Kowalski is a Black Bass Anglers club member who has made the Connecticut B.A.S.S. Nation state teams in 2005 and 2011. In addition to holding two tournaments for wounded warriors every year, Kowalski also takes out veterans on individual fishing trips throughout the year. “The Old Sarge has taken out one-on-one over the last eight years 262 veterans,” Kowalski said.

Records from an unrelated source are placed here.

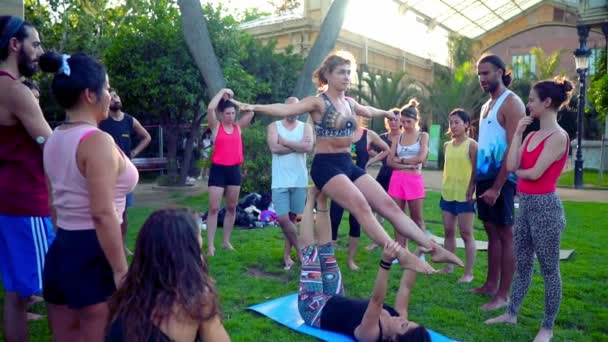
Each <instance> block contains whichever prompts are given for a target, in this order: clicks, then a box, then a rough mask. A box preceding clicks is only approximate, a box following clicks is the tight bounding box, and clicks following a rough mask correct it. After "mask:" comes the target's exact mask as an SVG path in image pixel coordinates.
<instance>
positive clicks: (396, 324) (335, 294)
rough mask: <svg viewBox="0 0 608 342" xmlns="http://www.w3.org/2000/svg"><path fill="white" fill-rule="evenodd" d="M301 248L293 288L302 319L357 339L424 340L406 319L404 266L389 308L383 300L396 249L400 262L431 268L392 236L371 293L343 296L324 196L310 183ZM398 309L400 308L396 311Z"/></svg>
mask: <svg viewBox="0 0 608 342" xmlns="http://www.w3.org/2000/svg"><path fill="white" fill-rule="evenodd" d="M317 196H318V201H317V218H316V223H317V244H316V245H315V244H314V237H313V235H314V233H313V224H314V222H313V221H314V219H313V212H312V211H313V207H314V204H315V200H316V199H317ZM298 243H299V245H300V251H301V253H302V271H301V273H300V286H299V290H298V311H299V312H300V315H301V316H302V318H303V319H304V321H305V322H306V324H308V325H310V326H313V327H315V328H320V329H324V330H329V331H334V332H338V333H341V334H345V335H348V336H351V337H353V338H354V339H355V340H357V341H374V342H375V341H430V340H431V338H430V336H429V333H428V332H427V331H426V329H425V328H424V327H423V326H421V325H418V324H416V323H414V322H410V321H408V320H407V318H405V317H407V312H405V311H407V308H406V307H404V306H402V305H400V304H401V303H404V302H406V300H404V298H402V297H403V296H404V295H405V296H408V295H409V290H407V289H402V287H404V285H405V284H406V283H407V278H408V276H407V274H409V273H410V272H404V275H403V277H402V279H401V286H400V288H399V292H398V293H397V300H396V304H395V308H392V307H390V306H388V305H386V304H384V298H385V296H386V290H387V282H388V273H389V270H390V268H391V265H392V261H393V260H394V259H395V257H396V256H397V254H399V253H402V254H403V255H406V256H407V257H404V258H403V261H404V264H405V265H404V267H406V268H410V269H412V270H414V271H417V272H423V273H432V272H434V270H433V268H432V267H431V266H430V265H429V264H427V263H426V262H424V261H422V260H420V259H418V258H417V257H416V256H414V255H413V254H412V253H410V252H408V251H405V250H404V249H403V248H402V247H401V246H400V245H399V244H398V243H397V242H395V241H391V242H387V243H386V244H385V245H384V252H383V253H382V259H381V260H380V268H379V269H378V275H377V276H376V283H375V285H374V291H373V293H372V297H371V299H369V300H361V299H352V298H347V297H344V296H343V294H344V288H343V284H342V275H341V273H340V267H339V266H338V264H337V262H336V257H335V255H334V248H333V246H332V243H331V229H330V222H329V214H328V209H327V198H326V197H325V195H323V194H319V192H318V190H316V188H314V187H312V188H310V189H309V192H308V198H307V201H306V207H305V208H304V216H303V218H302V222H301V224H300V238H299V241H298ZM402 313H403V314H402Z"/></svg>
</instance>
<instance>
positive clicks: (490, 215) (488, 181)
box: [476, 179, 515, 226]
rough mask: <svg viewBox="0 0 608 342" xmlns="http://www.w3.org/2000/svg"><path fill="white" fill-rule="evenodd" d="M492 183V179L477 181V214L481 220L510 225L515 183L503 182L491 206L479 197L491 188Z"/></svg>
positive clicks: (483, 220) (507, 181) (512, 221)
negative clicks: (501, 188)
mask: <svg viewBox="0 0 608 342" xmlns="http://www.w3.org/2000/svg"><path fill="white" fill-rule="evenodd" d="M493 184H494V180H493V179H491V180H483V181H479V182H477V185H476V188H477V189H476V194H477V216H478V217H479V219H480V220H482V221H483V222H489V223H493V224H496V225H499V226H512V225H513V222H514V213H515V203H514V200H515V184H514V183H512V182H509V181H507V182H505V184H504V185H503V186H502V189H501V190H500V196H498V198H497V199H496V203H495V204H494V206H492V207H491V206H489V205H487V204H486V202H484V200H483V199H482V198H479V197H480V196H481V194H483V193H484V192H485V191H486V190H488V189H489V188H491V187H492V185H493Z"/></svg>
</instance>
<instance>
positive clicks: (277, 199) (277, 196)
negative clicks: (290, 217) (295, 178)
mask: <svg viewBox="0 0 608 342" xmlns="http://www.w3.org/2000/svg"><path fill="white" fill-rule="evenodd" d="M306 190H307V189H306V188H275V189H272V204H273V206H274V211H275V212H276V213H277V216H283V215H287V214H289V213H294V214H301V213H302V212H303V211H304V205H305V204H306Z"/></svg>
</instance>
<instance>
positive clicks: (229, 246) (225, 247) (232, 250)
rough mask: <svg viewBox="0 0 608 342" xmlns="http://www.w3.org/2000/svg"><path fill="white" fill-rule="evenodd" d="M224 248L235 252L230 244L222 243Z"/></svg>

Kowalski picks up his fishing partners at a Veterans Administration (VA) hospital or veterans outreach center in Connecticut or other states throughout the Northeast and takes them to a local body of water for a full day of fishing. “I try to take a vet to a body of water he is going to be able to go back and fish,” Kowalski said.

Sponsors provide all the tackle for Kowalski’s fishing buddies. “I put together a tackle package of a rod, reel and tacklebox full of baits and I teach them how to use it,” Kowalski said. “This year I am trying to come out with a trifold folder of all the basic (fishing) information for them. So I can give them a Bass 101 course as we are driving out to the lake.”

The program gives vets more than $500 worth of tackle to take home and basic knowledge they can use for future fishing trips. “There are all kinds of programs out there (to take a vet fishing) and they are all great,” Kowalski said. “They all take a vet out for a day of fishing and that is super, but at the end of the day what do they have? A great memory, and there is nothing wrong with that, but what about next week, next month or next year?

Kowalski gives the program participants his phone number and his outreach program’s web site address to help them find out more about fishing. “Now they basically can give themselves therapy (through fishing),” Kowalski said. “I always make each person give me a promise at the end of the day that when that stuff in their head starts bothering them, they grab the rod and their box and go hit a pond or something somewhere.”

The non-profit program receives tackle donations from sponsors but Kowalski needs help covering transportation expenses of fuel and maintenance for his truck and boat, which he estimates costs him between $5,000 to $8,000 a year.